Your gem income slows down considerably after the initial Solo mode rewards have been redeemed. After a week and a half, I was getting at most a couple hundred gems out of a multi-hour session of play in a day, and often less. I didn’t spend any money for the majority of my playtime, but eventually ended up buying a pack of 2,000 gems for $12 USD to finish out my Thunder Dragon deck.
And oh boy, does Konami ever try to reel you in: The same level of polish in dueling is present in pack opening, with over-the-top animations and sparkling indications of rarity.
(Image credit: Konami)
If you’ve ever wanted to learn a TCG, this might be the best way to do it with minimal up-front investment.
As for the actual deck building itself, it works very well. There are unfortunately no options to sort by card effects, as is the case in both Duel Links and in most fan-made sims, it’s otherwise another well-designed user experience with lots of sorting options. You can copy public decks from others and customize them or draw inspiration from them, a really useful feature for learning new archetypes and strategies. It also allows you to build decks using copies of cards you don’t own yet to plan your pack purchases.
If you’re a seasoned veteran of the physical Yu-Gi-Oh! card game, you’ve likely already installed Master Duel. For those with a nostalgic connection to Yu-Gi-Oh!, or digital CCG players who currently enjoy games like Hearthstone or Legends of Runeterra, Master Duel is worth trying.

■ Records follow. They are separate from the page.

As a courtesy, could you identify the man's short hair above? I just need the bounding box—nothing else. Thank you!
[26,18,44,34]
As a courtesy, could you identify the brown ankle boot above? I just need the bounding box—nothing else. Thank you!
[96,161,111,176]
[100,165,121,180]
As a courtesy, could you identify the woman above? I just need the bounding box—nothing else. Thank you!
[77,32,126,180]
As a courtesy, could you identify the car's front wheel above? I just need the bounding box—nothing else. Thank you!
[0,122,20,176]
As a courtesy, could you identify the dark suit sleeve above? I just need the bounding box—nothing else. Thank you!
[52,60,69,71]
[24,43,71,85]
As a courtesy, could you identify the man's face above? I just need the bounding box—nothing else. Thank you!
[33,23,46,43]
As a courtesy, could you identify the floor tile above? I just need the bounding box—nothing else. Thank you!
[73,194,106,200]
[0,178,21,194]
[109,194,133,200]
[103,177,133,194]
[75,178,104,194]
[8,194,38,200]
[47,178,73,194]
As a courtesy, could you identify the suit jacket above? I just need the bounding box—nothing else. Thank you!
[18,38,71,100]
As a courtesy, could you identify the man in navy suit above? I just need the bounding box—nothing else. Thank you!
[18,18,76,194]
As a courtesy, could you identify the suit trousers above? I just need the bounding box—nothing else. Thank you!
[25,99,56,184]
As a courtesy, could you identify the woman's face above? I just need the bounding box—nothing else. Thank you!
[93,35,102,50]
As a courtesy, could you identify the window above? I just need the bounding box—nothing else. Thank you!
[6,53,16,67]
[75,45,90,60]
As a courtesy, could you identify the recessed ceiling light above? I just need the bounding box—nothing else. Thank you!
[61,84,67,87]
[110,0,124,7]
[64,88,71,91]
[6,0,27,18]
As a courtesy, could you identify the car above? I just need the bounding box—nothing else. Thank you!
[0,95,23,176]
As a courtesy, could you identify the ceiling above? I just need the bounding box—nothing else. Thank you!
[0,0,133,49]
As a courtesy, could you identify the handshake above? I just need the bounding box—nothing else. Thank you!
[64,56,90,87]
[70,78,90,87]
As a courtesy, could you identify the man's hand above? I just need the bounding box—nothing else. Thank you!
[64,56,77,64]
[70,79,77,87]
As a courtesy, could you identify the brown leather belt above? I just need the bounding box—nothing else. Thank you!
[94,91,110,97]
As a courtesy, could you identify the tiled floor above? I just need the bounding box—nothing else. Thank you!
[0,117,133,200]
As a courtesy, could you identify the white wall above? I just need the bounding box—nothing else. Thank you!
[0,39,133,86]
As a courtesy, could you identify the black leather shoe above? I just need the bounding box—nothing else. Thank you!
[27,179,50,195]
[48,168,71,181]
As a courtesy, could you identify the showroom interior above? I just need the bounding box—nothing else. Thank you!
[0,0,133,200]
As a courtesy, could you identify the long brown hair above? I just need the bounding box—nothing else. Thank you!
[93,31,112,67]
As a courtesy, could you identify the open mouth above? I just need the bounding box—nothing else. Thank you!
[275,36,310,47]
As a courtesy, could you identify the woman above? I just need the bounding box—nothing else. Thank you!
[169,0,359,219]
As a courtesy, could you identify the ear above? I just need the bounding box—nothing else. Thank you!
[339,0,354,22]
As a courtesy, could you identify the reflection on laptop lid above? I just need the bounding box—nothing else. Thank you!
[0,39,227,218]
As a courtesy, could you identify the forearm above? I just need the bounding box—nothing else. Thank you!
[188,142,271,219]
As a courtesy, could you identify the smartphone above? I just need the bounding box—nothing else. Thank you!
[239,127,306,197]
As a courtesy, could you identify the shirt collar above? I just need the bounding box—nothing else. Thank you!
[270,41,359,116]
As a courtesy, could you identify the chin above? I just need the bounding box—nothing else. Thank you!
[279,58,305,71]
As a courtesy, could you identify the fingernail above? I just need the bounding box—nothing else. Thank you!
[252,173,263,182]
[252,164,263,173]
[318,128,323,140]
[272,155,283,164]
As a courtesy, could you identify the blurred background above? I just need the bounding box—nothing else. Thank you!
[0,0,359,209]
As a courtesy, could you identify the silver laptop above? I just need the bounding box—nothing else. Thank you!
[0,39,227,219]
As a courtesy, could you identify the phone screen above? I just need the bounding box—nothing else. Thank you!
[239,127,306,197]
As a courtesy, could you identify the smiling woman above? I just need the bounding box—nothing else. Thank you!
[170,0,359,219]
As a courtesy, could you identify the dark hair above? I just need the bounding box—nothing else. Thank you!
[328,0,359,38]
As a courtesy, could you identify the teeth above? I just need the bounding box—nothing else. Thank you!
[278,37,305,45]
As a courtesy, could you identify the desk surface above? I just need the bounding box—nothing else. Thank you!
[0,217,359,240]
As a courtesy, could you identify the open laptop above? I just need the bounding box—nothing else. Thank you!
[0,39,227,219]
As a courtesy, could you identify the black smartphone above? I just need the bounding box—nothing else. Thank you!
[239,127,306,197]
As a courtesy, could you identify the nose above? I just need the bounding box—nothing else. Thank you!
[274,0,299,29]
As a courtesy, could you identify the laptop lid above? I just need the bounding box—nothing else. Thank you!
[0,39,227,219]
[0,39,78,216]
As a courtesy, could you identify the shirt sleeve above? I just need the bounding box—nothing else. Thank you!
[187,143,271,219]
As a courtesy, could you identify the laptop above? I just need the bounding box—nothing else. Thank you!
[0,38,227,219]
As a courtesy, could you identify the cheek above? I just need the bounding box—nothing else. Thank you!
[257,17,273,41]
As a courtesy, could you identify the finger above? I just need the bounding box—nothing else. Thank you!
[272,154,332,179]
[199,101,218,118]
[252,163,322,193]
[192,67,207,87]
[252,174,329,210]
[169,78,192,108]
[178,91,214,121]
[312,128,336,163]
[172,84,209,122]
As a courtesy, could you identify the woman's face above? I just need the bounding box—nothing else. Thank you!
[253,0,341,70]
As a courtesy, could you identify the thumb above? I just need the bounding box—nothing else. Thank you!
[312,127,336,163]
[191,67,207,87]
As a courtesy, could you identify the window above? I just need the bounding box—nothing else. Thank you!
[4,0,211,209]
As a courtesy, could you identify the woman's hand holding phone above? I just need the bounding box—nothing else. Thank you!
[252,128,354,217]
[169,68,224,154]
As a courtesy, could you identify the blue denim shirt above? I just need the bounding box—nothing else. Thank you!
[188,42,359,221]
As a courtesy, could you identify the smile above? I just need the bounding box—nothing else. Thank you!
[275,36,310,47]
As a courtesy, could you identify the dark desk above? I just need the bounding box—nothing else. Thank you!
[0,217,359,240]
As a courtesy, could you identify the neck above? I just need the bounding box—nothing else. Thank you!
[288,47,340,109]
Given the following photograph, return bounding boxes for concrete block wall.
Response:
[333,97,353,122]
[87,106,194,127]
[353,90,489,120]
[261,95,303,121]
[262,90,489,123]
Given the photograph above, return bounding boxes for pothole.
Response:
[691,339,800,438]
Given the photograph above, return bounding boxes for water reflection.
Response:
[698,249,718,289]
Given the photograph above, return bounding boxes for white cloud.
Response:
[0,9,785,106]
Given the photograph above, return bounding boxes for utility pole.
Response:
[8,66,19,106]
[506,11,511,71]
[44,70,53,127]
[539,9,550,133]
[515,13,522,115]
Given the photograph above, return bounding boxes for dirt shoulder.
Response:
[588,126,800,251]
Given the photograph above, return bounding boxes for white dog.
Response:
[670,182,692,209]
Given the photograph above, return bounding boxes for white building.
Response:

Yu-Gi-Oh! is unlike any other trading card game in part because of how over-the-top it is, and Master Duel is a lean but polished digitization that card battler, brining over 10,000 cards into a surprisingly accessible package. While it’s light on singleplayer entertainment, it offers enough solo instruction to get players into the outstanding competitive game. If you’ve ever wanted to learn a TCG, this might be the best way to do it with minimal up-front investment.